- Episode no.: Season 1 Episode 7
- Directed by: Jennifer Celotta
- Written by: Kate Peterman;
- Production code: T12.17157
- Original air date: February 8, 2022

Guest appearances
- Mitra Jouhari as Sahar; Reggie Conquest as Devin;

Episode chronology
| ← Previous "Gifted Program" | Next → "Work Family" |
- Abbott Elementary (season 1)

= Art Teacher (Abbott Elementary) =

"Art Teacher" is the seventh episode of the American sitcom television series Abbott Elementary. It was written by Kate Peterman, who also performs in the series as Tina Schwartz, and was directed by Jennifer Celotta. It premiered on the American Broadcasting Company (ABC) in the United States on February 8, 2022.

== Plot ==
When the original art teacher for Abbott retires, Janine's (Quinta Brunson) college friend Sahar steps in and is hired as the school's new volunteer art teacher. Sahar and Melissa (Lisa Ann Walter) disagree over the latter's Peter Rabbit project, and though Janine agrees with Melissa, she finds it hard to turn down Sahar's ideas, as she looked up to her during their college days. When Sahar makes an impressive art piece using the books Melissa bought, Janine finally stands up to her and defends Melissa. Disappointed in the lack of vegetables in the school lunches, Jacob (Chris Perfetti) convinces a reluctant Barbara (Sheryl Lee Ralph) that they should start a school garden despite having little experience doing so.

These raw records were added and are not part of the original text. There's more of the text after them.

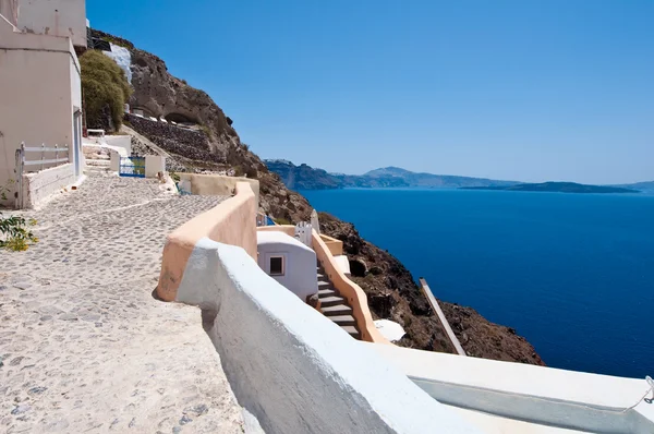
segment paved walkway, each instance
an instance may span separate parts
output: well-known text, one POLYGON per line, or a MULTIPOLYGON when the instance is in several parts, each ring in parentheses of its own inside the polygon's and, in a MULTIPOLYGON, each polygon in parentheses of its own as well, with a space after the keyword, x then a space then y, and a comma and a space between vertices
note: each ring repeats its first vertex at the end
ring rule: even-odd
POLYGON ((241 433, 196 308, 156 301, 166 236, 225 197, 92 177, 0 251, 0 432, 241 433))

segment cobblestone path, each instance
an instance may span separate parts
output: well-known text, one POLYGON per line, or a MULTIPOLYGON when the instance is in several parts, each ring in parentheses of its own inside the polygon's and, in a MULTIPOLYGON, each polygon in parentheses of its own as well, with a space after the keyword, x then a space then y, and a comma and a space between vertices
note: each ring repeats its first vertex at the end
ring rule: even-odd
POLYGON ((92 177, 0 251, 0 432, 241 433, 195 308, 153 298, 166 236, 225 197, 92 177))

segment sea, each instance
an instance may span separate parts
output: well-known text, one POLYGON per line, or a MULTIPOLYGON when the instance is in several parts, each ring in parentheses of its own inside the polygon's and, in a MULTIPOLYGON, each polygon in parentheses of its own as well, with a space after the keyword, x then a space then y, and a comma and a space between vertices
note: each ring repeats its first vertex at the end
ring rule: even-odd
POLYGON ((548 366, 654 375, 654 195, 302 191, 548 366))

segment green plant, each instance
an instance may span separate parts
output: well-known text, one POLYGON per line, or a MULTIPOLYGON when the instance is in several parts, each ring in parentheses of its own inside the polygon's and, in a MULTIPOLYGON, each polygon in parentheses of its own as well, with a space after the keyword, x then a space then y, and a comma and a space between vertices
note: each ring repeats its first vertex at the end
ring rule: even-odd
POLYGON ((214 138, 214 134, 211 133, 211 129, 210 128, 208 128, 204 123, 201 123, 199 124, 199 129, 207 136, 208 140, 213 140, 214 138))
POLYGON ((80 58, 82 92, 89 126, 104 125, 107 107, 116 129, 122 124, 124 104, 132 94, 125 73, 108 56, 98 50, 87 50, 80 58))
POLYGON ((292 225, 291 220, 283 217, 274 218, 272 221, 275 221, 277 225, 292 225))
MULTIPOLYGON (((0 185, 0 198, 2 201, 7 201, 7 193, 9 193, 10 186, 14 182, 13 179, 10 179, 7 184, 0 185)), ((34 225, 36 225, 35 219, 25 220, 23 217, 17 216, 2 217, 2 212, 0 212, 0 249, 22 252, 27 250, 31 244, 37 243, 38 238, 26 229, 27 226, 34 225)))
POLYGON ((34 236, 27 226, 36 225, 36 220, 26 221, 23 217, 12 216, 2 217, 0 213, 0 248, 22 252, 27 250, 31 244, 38 242, 38 238, 34 236))
POLYGON ((256 169, 254 167, 251 167, 247 170, 245 170, 246 178, 256 179, 257 174, 258 174, 258 172, 256 171, 256 169))

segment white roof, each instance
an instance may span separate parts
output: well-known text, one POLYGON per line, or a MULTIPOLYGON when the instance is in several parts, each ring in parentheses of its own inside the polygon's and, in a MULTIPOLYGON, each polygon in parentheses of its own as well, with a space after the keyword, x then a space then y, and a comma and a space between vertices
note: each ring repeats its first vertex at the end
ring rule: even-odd
POLYGON ((291 236, 288 236, 283 232, 277 231, 277 230, 259 230, 256 232, 256 244, 257 245, 269 245, 269 244, 286 244, 286 245, 293 245, 296 248, 301 248, 304 250, 310 250, 313 252, 312 249, 310 249, 308 246, 304 245, 300 240, 298 240, 296 238, 293 238, 291 236))
POLYGON ((391 342, 402 339, 402 336, 407 334, 401 325, 390 320, 377 320, 375 321, 375 327, 382 336, 391 342))

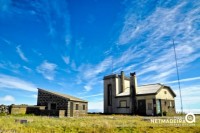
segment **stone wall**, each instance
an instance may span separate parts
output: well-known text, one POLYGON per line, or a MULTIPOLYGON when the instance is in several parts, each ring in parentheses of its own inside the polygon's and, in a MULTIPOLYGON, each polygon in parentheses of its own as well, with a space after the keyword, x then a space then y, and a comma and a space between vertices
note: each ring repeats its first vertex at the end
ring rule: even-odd
POLYGON ((10 114, 26 114, 27 105, 11 105, 9 108, 10 114))
MULTIPOLYGON (((59 97, 57 95, 38 90, 38 106, 46 106, 46 109, 50 109, 50 104, 56 104, 56 110, 67 110, 68 100, 66 98, 59 97)), ((67 112, 67 111, 66 111, 67 112)))

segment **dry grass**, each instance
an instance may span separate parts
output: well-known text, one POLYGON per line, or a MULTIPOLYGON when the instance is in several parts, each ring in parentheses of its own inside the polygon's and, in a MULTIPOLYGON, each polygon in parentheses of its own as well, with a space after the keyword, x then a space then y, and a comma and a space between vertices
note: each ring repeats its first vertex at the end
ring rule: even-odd
MULTIPOLYGON (((158 117, 155 117, 158 118, 158 117)), ((122 115, 90 115, 77 118, 50 118, 40 116, 1 116, 0 132, 19 133, 199 133, 200 116, 195 126, 169 126, 152 124, 143 117, 122 115), (16 119, 27 119, 26 124, 16 123, 16 119)))

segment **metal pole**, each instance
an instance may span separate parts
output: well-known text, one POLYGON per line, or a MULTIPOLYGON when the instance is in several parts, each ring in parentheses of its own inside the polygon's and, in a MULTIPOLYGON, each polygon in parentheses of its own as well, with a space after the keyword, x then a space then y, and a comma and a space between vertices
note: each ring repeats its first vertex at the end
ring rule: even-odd
POLYGON ((180 100, 181 100, 181 114, 183 114, 183 104, 182 104, 182 96, 181 96, 181 84, 180 84, 180 78, 179 78, 179 70, 178 70, 176 47, 175 47, 175 44, 174 44, 174 39, 173 39, 173 46, 174 46, 174 56, 175 56, 175 61, 176 61, 176 72, 177 72, 178 86, 179 86, 179 93, 180 93, 180 100))

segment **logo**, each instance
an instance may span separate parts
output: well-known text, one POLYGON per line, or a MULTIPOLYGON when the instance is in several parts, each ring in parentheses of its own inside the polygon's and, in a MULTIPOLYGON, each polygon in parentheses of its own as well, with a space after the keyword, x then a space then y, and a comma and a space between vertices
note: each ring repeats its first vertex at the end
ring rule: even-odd
POLYGON ((185 121, 187 123, 195 123, 195 115, 193 113, 186 114, 185 121))

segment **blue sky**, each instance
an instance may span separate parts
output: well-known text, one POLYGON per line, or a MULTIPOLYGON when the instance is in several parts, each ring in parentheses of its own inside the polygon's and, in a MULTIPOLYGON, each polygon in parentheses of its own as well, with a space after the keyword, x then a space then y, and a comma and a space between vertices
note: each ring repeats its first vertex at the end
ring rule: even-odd
POLYGON ((180 111, 173 39, 184 111, 200 113, 199 1, 0 0, 0 104, 34 105, 39 87, 101 111, 103 76, 123 70, 170 85, 180 111))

The cafeteria workers ultimately tell them that they cannot service food that was not prepared in the school kitchen. Experienced in landscaping, a frustrated Gregory (Tyler James Williams) secretly tends to their garden to make sure it can thrive.
== Reception ==
Upon its initial broadcast on ABC, "Art Teacher" was viewed by 2.61 million viewers, slightly less than the previous episode. This rating earned the episode a 0.6 in the 18-49 rating demographics on the Nielson ratings scale.

The episode airs following its midseason entry in the 2021–22 television season. Filming for the seventh episode took place between August 16, and November 5, 2021, in Los Angeles, California. Like other episodes, interior scenes are filmed at Warner Bros. Studios, Burbank in Burbank, California, with exterior shots of the series being filmed in front of Vermont Elementary School in Los Angeles.